I did some testing on my end, and I think the inconsistent results are caused by random variations in the initial conditions for the (stochastic) optimization procedure. That is, using the random normal initializer and removing the broadcasting operation don’t have any substantively meaningful effects, but simply lead to different starting parameters and/or different random samples during optimization.

I tested this by rerunning the Klqp inference step in the above script 100 times (on the same data) and recording the resulting variance estimates, yielding a distribution like this:


Hence, we’re able to recover the true value about half of the time. The bottom line seems to be that the current KLqp implementation frequently gets stuck in local minima when trying to fit a simple BLR model.

Any ideas on how to get around this? Is there a simple way to tweak the tensorflow optimizer to make it more robust to local mimina?

Here’s some more evidence; the log (shifted) loss over all 100 iterations, each iteration having been run for 2000 steps. As you can see, most of the time the optimizer gets stuck at a value of around 8. Only sometimes does it find the global minimum.

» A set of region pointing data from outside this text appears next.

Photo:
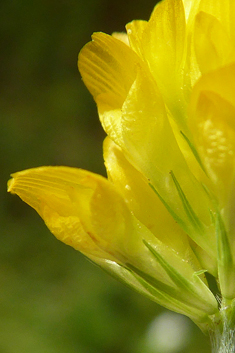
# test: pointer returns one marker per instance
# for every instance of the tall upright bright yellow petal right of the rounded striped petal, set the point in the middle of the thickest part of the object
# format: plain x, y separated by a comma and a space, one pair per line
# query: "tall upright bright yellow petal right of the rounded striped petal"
163, 48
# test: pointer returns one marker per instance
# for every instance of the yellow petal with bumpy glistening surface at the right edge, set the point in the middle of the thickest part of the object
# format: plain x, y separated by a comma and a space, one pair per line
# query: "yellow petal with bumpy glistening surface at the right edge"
215, 137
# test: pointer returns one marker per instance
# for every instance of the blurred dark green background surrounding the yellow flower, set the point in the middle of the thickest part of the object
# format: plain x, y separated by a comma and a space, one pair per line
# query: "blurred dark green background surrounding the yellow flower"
53, 300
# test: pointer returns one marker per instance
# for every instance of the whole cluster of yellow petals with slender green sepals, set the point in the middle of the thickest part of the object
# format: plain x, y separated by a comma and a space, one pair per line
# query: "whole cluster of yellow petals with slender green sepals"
165, 98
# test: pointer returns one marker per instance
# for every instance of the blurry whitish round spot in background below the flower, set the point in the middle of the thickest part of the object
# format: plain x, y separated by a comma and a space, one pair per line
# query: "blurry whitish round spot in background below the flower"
168, 333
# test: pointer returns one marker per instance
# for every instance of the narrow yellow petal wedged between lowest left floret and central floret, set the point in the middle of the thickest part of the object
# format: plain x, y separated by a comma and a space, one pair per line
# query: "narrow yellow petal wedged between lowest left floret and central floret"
144, 203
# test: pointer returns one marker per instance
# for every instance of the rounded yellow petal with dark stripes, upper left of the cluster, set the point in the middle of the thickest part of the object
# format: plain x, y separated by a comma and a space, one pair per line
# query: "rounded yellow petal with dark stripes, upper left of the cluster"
108, 69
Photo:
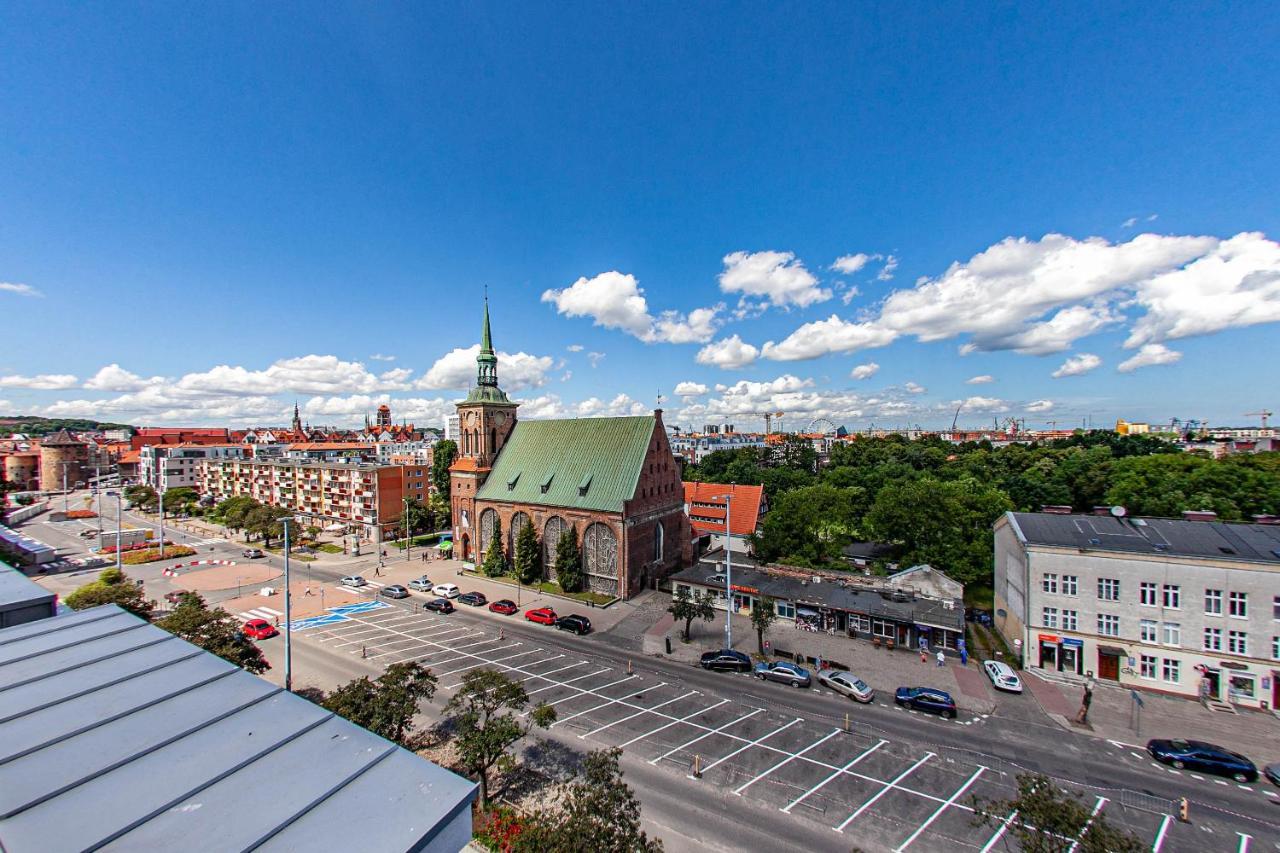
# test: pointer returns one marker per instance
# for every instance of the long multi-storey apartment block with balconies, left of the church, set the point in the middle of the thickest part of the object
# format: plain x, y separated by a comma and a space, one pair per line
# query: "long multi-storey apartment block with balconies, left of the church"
362, 498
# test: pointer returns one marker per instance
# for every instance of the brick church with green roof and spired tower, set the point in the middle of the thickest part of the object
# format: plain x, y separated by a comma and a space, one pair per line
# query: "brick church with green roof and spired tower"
612, 481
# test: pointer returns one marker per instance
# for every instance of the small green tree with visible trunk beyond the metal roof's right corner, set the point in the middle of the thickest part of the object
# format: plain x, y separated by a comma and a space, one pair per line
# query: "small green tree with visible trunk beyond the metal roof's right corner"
486, 727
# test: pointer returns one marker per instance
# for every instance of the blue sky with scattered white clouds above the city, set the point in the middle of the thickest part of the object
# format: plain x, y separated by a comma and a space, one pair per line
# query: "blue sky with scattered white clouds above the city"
209, 213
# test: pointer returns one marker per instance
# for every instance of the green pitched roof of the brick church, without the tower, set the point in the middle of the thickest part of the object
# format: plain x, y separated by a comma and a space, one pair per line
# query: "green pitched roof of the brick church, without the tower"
583, 464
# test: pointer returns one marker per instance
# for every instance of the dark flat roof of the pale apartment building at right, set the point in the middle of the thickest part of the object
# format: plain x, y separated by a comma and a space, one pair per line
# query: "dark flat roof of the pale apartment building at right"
1148, 536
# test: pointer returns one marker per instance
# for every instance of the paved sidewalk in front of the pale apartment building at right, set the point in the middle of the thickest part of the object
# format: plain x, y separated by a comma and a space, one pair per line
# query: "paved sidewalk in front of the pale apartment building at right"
1114, 718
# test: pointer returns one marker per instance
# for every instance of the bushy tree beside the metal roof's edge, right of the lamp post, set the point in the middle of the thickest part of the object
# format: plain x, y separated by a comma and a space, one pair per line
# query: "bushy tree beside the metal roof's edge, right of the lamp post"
388, 704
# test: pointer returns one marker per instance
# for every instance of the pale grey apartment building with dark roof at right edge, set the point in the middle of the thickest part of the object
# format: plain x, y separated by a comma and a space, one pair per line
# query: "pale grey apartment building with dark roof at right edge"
1186, 606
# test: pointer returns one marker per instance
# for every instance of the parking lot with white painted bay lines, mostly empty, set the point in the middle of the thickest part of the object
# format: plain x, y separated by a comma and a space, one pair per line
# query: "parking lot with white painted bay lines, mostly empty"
862, 787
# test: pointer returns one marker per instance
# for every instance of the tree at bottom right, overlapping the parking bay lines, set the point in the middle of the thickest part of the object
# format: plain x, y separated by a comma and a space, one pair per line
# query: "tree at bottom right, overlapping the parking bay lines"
1050, 820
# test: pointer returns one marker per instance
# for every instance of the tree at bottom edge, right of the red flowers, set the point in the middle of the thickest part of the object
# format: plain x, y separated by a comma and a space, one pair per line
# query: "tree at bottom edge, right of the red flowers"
601, 813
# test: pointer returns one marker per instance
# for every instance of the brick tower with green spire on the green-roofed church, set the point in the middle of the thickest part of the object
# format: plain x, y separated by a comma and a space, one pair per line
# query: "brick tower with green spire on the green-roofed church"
486, 419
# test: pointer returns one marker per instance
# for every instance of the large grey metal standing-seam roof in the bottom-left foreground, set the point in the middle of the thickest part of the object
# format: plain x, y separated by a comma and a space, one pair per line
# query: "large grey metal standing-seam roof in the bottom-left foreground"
115, 733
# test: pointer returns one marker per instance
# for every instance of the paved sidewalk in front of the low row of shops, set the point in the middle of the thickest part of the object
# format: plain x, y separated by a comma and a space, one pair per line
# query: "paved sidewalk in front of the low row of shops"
883, 669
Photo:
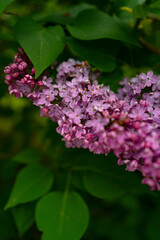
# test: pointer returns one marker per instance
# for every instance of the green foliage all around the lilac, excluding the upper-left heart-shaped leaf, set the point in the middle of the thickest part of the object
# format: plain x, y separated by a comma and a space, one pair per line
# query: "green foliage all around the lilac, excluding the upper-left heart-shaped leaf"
34, 160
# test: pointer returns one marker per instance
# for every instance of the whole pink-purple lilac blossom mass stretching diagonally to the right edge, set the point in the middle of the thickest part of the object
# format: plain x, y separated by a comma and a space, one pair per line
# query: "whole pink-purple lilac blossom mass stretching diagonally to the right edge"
91, 116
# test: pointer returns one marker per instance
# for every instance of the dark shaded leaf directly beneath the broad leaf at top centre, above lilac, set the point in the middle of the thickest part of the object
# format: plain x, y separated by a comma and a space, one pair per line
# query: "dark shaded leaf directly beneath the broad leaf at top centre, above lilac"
96, 52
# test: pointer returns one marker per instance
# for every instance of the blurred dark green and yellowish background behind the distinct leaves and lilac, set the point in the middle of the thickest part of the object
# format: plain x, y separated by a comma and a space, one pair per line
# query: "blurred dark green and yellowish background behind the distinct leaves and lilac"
23, 133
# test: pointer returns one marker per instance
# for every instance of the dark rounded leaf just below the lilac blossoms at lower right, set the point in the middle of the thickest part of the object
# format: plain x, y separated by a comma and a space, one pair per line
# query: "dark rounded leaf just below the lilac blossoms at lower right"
105, 179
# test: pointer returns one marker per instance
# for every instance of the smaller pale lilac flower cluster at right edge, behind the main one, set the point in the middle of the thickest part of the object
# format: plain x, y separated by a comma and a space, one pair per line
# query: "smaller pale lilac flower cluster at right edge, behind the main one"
142, 97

You’re absolutely right, sorry about the nonsense earlier. I completely forgot about the fixed seed, so I was getting pretty consistent results.

Regarding the local minimum: I think one thing you could try is to set the initial scales of the approximate posteriors to be low. Like so:

qw = Normal(loc=tf.get_variable("qw/loc", [D]),
            scale=tf.nn.softplus(tf.Variable(tf.zeros(D)-10., name='qw/scale')) + 1e-8)
qb = Normal(loc=tf.get_variable("qb/loc", [1]),
            scale=tf.nn.softplus(tf.get_variable("qb/scale", [1])) + 1e-8)
qlog_sd = Normal(loc=tf.get_variable("qlog_sd/loc", [1]),
            scale=tf.nn.softplus(tf.Variable(-10., name='qlog_sd/scale')) + 1e-8)

I tried recreating your plot with the histogram of sd estimates in this setting with 100 runs, and here’s what I got:

EDIT: I should add that I used tf.train.AdamOptimizer(0.1) as the optimizer. In fact, here is the script that I used


Thanks for your help!

I did some further testing and it turns out that the only thing that determines whether KLqp finds the global minimum is the initial value for the qlog_sd scale, which needs to be very small. The ADAM optimizer and the initial value for the other variables don’t seem to matter.

I’m not quite sure what to make of this. One implication may be that it’s always a good idea to refit the same model with many different initial parameters and then choose the one with the lowest loss. It seems to me that this strategy kind of defeats the purpose of VI, though, which is supposed to be faster than other approaches.